My chief problem with the video was that it consisted of a talking head. Why did Johnson not see fit to include a demonstration of the technology? In the Powerset blog, there are several entries that focus on how it returns results that are very different from what Google returns. Some entries even talk about why natural language is so difficult for computers to comprehend (kudos to Marti Hearst, a Powerset consultant and a professor at the Berkeley School of Information, for writing such engaging posts). So why not bring some of that out in the video?
I’ll have to assume that it’s little more than a teaser. Powerset has given demos of its technology; at least one observer has commented on the fact that these demos are always powered by someone at the company, and never seem to accept outside suggestions. Still, they have returned decent results. For example, a search on “who won an academy award in 2001?” returns Halle Berry, with a photo, a list of films, awards, and a description.
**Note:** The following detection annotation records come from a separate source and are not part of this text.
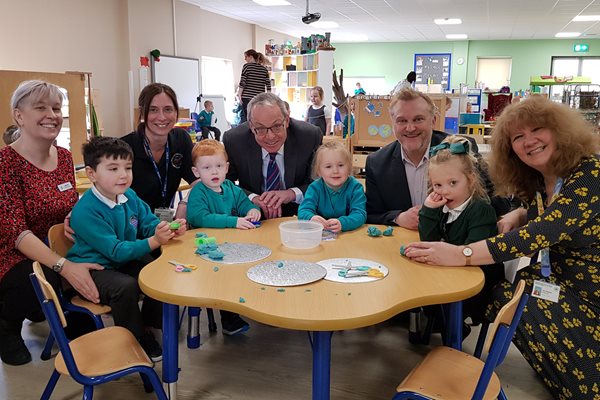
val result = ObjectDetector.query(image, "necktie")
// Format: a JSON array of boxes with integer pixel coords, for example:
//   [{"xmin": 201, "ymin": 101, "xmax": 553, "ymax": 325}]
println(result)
[{"xmin": 265, "ymin": 153, "xmax": 281, "ymax": 192}]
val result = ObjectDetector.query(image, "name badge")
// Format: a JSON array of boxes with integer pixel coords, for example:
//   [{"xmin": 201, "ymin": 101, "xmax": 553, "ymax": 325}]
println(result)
[
  {"xmin": 531, "ymin": 280, "xmax": 560, "ymax": 303},
  {"xmin": 58, "ymin": 182, "xmax": 73, "ymax": 192},
  {"xmin": 154, "ymin": 207, "xmax": 173, "ymax": 222}
]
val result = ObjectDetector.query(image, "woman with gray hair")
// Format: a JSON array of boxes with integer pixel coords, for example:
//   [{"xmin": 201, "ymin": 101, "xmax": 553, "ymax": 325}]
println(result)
[{"xmin": 0, "ymin": 80, "xmax": 102, "ymax": 365}]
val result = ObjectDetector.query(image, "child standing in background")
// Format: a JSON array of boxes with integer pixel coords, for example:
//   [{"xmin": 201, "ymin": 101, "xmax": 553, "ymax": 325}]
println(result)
[
  {"xmin": 419, "ymin": 136, "xmax": 504, "ymax": 325},
  {"xmin": 304, "ymin": 86, "xmax": 331, "ymax": 135},
  {"xmin": 298, "ymin": 141, "xmax": 367, "ymax": 233},
  {"xmin": 187, "ymin": 139, "xmax": 260, "ymax": 229},
  {"xmin": 198, "ymin": 100, "xmax": 221, "ymax": 140}
]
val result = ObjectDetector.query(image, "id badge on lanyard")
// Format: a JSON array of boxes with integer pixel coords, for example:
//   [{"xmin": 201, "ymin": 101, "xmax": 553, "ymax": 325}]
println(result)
[
  {"xmin": 144, "ymin": 136, "xmax": 171, "ymax": 204},
  {"xmin": 531, "ymin": 178, "xmax": 563, "ymax": 303}
]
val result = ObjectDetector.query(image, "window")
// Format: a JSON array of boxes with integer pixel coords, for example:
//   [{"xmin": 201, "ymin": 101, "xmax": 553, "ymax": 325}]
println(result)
[
  {"xmin": 200, "ymin": 57, "xmax": 235, "ymax": 121},
  {"xmin": 476, "ymin": 57, "xmax": 512, "ymax": 90}
]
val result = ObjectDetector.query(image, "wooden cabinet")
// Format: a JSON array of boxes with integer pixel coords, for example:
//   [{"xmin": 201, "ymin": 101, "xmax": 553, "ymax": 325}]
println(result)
[{"xmin": 270, "ymin": 51, "xmax": 333, "ymax": 119}]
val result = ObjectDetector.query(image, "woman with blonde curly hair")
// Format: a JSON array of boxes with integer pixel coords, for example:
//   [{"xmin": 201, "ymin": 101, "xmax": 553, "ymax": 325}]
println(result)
[{"xmin": 405, "ymin": 96, "xmax": 600, "ymax": 399}]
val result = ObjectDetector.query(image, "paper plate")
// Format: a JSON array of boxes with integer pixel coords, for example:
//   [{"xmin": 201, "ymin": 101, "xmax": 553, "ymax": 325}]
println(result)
[
  {"xmin": 246, "ymin": 260, "xmax": 327, "ymax": 286},
  {"xmin": 318, "ymin": 258, "xmax": 389, "ymax": 283},
  {"xmin": 200, "ymin": 242, "xmax": 271, "ymax": 264}
]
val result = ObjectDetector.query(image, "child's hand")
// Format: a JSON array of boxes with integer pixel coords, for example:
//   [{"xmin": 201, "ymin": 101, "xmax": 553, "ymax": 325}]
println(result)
[
  {"xmin": 325, "ymin": 218, "xmax": 342, "ymax": 233},
  {"xmin": 173, "ymin": 218, "xmax": 187, "ymax": 237},
  {"xmin": 425, "ymin": 192, "xmax": 447, "ymax": 208},
  {"xmin": 310, "ymin": 215, "xmax": 328, "ymax": 229},
  {"xmin": 235, "ymin": 217, "xmax": 256, "ymax": 229},
  {"xmin": 245, "ymin": 208, "xmax": 260, "ymax": 222},
  {"xmin": 154, "ymin": 221, "xmax": 175, "ymax": 245}
]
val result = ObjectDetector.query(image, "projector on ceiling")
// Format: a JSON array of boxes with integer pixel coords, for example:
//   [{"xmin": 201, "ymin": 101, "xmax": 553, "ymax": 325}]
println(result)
[{"xmin": 302, "ymin": 13, "xmax": 321, "ymax": 24}]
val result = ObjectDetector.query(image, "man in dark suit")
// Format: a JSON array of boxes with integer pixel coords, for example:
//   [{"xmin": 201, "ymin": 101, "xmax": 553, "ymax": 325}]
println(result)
[
  {"xmin": 366, "ymin": 89, "xmax": 510, "ymax": 230},
  {"xmin": 223, "ymin": 93, "xmax": 323, "ymax": 218}
]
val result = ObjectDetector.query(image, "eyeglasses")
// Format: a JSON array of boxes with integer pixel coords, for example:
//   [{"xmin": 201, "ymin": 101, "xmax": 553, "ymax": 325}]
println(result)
[{"xmin": 252, "ymin": 124, "xmax": 285, "ymax": 136}]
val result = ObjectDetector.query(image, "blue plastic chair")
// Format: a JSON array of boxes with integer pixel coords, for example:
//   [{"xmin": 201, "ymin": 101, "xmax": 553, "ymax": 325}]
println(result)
[
  {"xmin": 393, "ymin": 281, "xmax": 529, "ymax": 400},
  {"xmin": 40, "ymin": 224, "xmax": 112, "ymax": 361},
  {"xmin": 29, "ymin": 262, "xmax": 167, "ymax": 400}
]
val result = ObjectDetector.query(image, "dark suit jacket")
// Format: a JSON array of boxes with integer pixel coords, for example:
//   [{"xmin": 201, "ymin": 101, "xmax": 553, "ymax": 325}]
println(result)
[
  {"xmin": 223, "ymin": 119, "xmax": 323, "ymax": 217},
  {"xmin": 366, "ymin": 131, "xmax": 506, "ymax": 225}
]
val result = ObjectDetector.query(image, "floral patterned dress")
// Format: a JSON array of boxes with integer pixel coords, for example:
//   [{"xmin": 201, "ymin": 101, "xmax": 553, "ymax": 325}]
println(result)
[{"xmin": 487, "ymin": 156, "xmax": 600, "ymax": 400}]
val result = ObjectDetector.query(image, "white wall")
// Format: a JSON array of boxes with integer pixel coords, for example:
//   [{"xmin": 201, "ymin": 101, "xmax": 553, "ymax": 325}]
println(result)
[
  {"xmin": 0, "ymin": 0, "xmax": 129, "ymax": 135},
  {"xmin": 0, "ymin": 0, "xmax": 292, "ymax": 136}
]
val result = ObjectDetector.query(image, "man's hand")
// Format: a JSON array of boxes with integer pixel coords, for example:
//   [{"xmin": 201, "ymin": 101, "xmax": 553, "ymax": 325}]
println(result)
[
  {"xmin": 173, "ymin": 218, "xmax": 187, "ymax": 237},
  {"xmin": 235, "ymin": 217, "xmax": 256, "ymax": 229},
  {"xmin": 258, "ymin": 189, "xmax": 296, "ymax": 208},
  {"xmin": 245, "ymin": 208, "xmax": 260, "ymax": 222},
  {"xmin": 310, "ymin": 215, "xmax": 328, "ymax": 229},
  {"xmin": 425, "ymin": 192, "xmax": 448, "ymax": 208},
  {"xmin": 60, "ymin": 260, "xmax": 104, "ymax": 303},
  {"xmin": 394, "ymin": 206, "xmax": 421, "ymax": 231}
]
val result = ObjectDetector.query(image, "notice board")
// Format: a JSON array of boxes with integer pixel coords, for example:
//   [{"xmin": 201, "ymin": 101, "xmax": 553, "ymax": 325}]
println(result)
[
  {"xmin": 152, "ymin": 54, "xmax": 200, "ymax": 110},
  {"xmin": 414, "ymin": 53, "xmax": 452, "ymax": 90}
]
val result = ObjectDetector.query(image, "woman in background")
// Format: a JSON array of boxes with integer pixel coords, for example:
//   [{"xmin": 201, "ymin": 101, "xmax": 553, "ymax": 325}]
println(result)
[
  {"xmin": 122, "ymin": 83, "xmax": 196, "ymax": 219},
  {"xmin": 237, "ymin": 49, "xmax": 271, "ymax": 123}
]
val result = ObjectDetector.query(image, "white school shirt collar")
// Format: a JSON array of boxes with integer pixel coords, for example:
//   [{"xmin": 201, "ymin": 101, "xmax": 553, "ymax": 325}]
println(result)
[
  {"xmin": 92, "ymin": 185, "xmax": 129, "ymax": 208},
  {"xmin": 442, "ymin": 196, "xmax": 473, "ymax": 224}
]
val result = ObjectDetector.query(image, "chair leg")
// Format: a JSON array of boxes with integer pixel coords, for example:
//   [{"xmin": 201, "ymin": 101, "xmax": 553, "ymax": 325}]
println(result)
[
  {"xmin": 40, "ymin": 332, "xmax": 54, "ymax": 361},
  {"xmin": 206, "ymin": 308, "xmax": 217, "ymax": 332},
  {"xmin": 473, "ymin": 321, "xmax": 490, "ymax": 358},
  {"xmin": 498, "ymin": 387, "xmax": 508, "ymax": 400},
  {"xmin": 40, "ymin": 370, "xmax": 60, "ymax": 400},
  {"xmin": 139, "ymin": 371, "xmax": 154, "ymax": 393},
  {"xmin": 187, "ymin": 307, "xmax": 201, "ymax": 349},
  {"xmin": 82, "ymin": 385, "xmax": 94, "ymax": 400},
  {"xmin": 140, "ymin": 367, "xmax": 168, "ymax": 400}
]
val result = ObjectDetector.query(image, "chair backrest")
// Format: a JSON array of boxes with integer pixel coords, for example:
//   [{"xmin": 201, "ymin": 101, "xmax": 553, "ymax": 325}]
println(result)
[
  {"xmin": 29, "ymin": 261, "xmax": 89, "ymax": 383},
  {"xmin": 48, "ymin": 224, "xmax": 73, "ymax": 257},
  {"xmin": 472, "ymin": 280, "xmax": 529, "ymax": 399}
]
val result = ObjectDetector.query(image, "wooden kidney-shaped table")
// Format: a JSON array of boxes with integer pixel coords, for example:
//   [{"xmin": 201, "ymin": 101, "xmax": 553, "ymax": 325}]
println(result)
[{"xmin": 139, "ymin": 218, "xmax": 484, "ymax": 400}]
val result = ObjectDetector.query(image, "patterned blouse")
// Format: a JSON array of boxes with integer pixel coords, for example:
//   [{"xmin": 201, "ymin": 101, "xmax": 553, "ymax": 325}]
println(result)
[
  {"xmin": 487, "ymin": 156, "xmax": 600, "ymax": 309},
  {"xmin": 0, "ymin": 146, "xmax": 78, "ymax": 279}
]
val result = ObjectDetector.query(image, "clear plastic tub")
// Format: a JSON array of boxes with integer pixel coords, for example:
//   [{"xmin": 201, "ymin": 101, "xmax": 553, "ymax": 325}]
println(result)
[{"xmin": 279, "ymin": 221, "xmax": 323, "ymax": 249}]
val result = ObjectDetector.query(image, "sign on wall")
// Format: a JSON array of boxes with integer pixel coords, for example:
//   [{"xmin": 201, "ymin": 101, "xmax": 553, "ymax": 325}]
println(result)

Powerset and others have made much of the point that Google doesn’t return as good a result for this kind of query. Or does it? I tried the query, without quotes, in Google. I found this link on the first page of Google’s results. It’s actually better than the result that Powerset returned if I want to know all of the Academy Award winners for 2001 – which would make sense given the nature of the question. And here we actually find a disagreement – Julia Roberts supposedly took the Best Actress title for Erin Brockovich. I ended up going to the actual Academy Awards web site to clear up the discrepancy; Julia Roberts received her Oscar in 2001 for her work in 2000. Likewise Berry received hers in 2002 for Monster’s Ball, released in 2001. Even the best technology can’t read your mind.
One thing I can say for certain: Powerset isn’t afraid of a challenge. They’re running the site on Ruby on Rails. It’s a nimble framework; we’ve devoted a whole category to it on Dev Shed, as a matter of fact. But no one seems to know whether it can handle the kind of traffic that a popular search engine will inevitably attract.
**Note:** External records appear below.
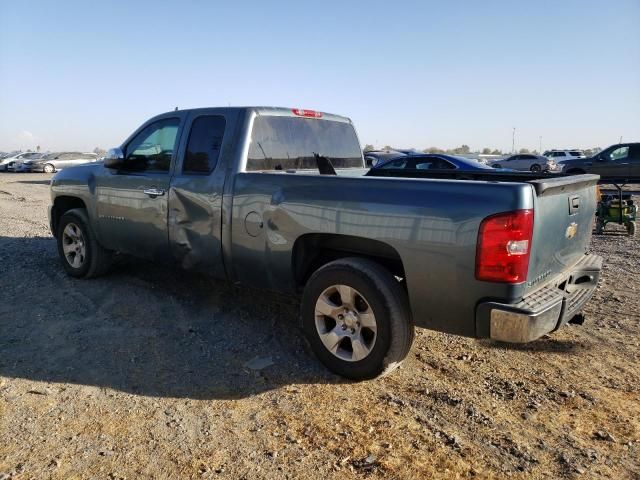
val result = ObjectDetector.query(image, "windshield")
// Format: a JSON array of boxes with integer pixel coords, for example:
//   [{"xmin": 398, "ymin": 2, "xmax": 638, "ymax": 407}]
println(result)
[{"xmin": 247, "ymin": 116, "xmax": 363, "ymax": 171}]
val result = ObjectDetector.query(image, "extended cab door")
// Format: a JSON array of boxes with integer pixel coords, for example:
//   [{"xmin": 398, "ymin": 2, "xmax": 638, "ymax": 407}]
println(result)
[
  {"xmin": 169, "ymin": 111, "xmax": 230, "ymax": 279},
  {"xmin": 96, "ymin": 116, "xmax": 184, "ymax": 259},
  {"xmin": 629, "ymin": 143, "xmax": 640, "ymax": 178}
]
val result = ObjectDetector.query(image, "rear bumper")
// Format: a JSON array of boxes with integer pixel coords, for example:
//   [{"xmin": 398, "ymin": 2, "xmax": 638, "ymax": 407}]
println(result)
[{"xmin": 476, "ymin": 255, "xmax": 602, "ymax": 343}]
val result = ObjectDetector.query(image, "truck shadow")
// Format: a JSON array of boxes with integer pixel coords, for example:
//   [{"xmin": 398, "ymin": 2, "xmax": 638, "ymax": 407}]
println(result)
[
  {"xmin": 477, "ymin": 336, "xmax": 588, "ymax": 354},
  {"xmin": 0, "ymin": 236, "xmax": 344, "ymax": 399}
]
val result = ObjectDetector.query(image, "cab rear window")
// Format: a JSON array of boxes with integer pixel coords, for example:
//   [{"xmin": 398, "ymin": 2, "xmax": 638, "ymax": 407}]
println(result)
[{"xmin": 247, "ymin": 116, "xmax": 363, "ymax": 171}]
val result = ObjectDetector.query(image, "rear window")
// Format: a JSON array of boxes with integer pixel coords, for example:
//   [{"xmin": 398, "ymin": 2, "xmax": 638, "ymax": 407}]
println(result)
[{"xmin": 247, "ymin": 116, "xmax": 363, "ymax": 171}]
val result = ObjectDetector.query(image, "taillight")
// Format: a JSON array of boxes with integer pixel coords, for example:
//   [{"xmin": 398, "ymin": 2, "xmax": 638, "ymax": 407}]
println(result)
[
  {"xmin": 476, "ymin": 210, "xmax": 533, "ymax": 283},
  {"xmin": 291, "ymin": 108, "xmax": 322, "ymax": 118}
]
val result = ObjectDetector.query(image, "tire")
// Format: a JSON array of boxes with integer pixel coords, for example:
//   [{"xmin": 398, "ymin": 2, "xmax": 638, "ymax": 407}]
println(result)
[
  {"xmin": 57, "ymin": 208, "xmax": 113, "ymax": 278},
  {"xmin": 301, "ymin": 257, "xmax": 414, "ymax": 380}
]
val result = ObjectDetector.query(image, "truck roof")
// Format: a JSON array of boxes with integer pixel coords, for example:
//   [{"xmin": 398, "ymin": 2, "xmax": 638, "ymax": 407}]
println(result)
[{"xmin": 158, "ymin": 106, "xmax": 352, "ymax": 123}]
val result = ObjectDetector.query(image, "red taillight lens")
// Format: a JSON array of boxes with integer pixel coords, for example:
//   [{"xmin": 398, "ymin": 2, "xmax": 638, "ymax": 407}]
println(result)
[
  {"xmin": 291, "ymin": 108, "xmax": 322, "ymax": 118},
  {"xmin": 476, "ymin": 210, "xmax": 533, "ymax": 283}
]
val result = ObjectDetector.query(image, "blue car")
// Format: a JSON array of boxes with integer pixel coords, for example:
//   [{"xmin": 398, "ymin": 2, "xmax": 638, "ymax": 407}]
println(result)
[{"xmin": 373, "ymin": 153, "xmax": 510, "ymax": 172}]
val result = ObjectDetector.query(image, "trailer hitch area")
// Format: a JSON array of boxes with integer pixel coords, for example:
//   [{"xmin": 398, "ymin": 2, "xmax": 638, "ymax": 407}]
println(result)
[{"xmin": 569, "ymin": 313, "xmax": 586, "ymax": 325}]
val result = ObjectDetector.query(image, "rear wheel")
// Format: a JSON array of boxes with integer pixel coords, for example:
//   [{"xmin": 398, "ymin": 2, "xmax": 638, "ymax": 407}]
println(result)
[
  {"xmin": 57, "ymin": 208, "xmax": 113, "ymax": 278},
  {"xmin": 302, "ymin": 258, "xmax": 414, "ymax": 380}
]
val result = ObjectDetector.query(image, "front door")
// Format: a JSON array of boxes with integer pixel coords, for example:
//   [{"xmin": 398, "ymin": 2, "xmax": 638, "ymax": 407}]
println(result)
[{"xmin": 96, "ymin": 116, "xmax": 180, "ymax": 259}]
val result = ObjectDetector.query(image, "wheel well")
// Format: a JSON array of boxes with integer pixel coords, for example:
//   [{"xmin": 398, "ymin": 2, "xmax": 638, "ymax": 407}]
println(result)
[
  {"xmin": 293, "ymin": 233, "xmax": 405, "ymax": 287},
  {"xmin": 51, "ymin": 197, "xmax": 87, "ymax": 236}
]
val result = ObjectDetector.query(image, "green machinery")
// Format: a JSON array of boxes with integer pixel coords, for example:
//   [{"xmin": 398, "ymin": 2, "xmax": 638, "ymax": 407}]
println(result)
[{"xmin": 596, "ymin": 184, "xmax": 638, "ymax": 235}]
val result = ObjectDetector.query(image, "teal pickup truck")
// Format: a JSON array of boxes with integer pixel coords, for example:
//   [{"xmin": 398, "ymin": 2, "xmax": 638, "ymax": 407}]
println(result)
[{"xmin": 50, "ymin": 107, "xmax": 602, "ymax": 379}]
Powerset is a small company given what it is setting out to do. One recent article mentioned that it boasts 66 engineers. About 10 of these use Ruby on a daily basis, according to Powerset project leader Kevin Clark, so the decision to use Ruby made good sense. Also, the entire organization uses Ruby internally. Clark notes that “a substantial part of our infrastructure is being written in Ruby or being accessed through Ruby services. Our scientists use Ruby to interact with our core language technology…Frankly, we as an organization use Ruby a whole heck of a lot.”
As to the scaling issues, Clark is not worried. While Twitter has been held up as an example of a company who’s Ruby on Rails technology did not scale well, Clark actually talked with Twitter’s lead developer Blaine Cook to find out where Twitter’s problems came from. He discovered that Twitter ran into architectural problems that had nothing to do with RoR. In fact, according to Cook, Ruby on Rails quickly became part of the solution: “thanks to architectural changes that Ruby and Rails happily accommodated, Twitter is now 10000% faster than it was in January.”
Unfortunately, we won’t really know how well it all works until September at the earliest, when private beta testers get to play with the technology. The rest of the world won’t get to look at it until the end of this year. I’m not going to bet that Powerset is the next Google killer, but I’m glad to see someone taking a different approach to the challenge of search.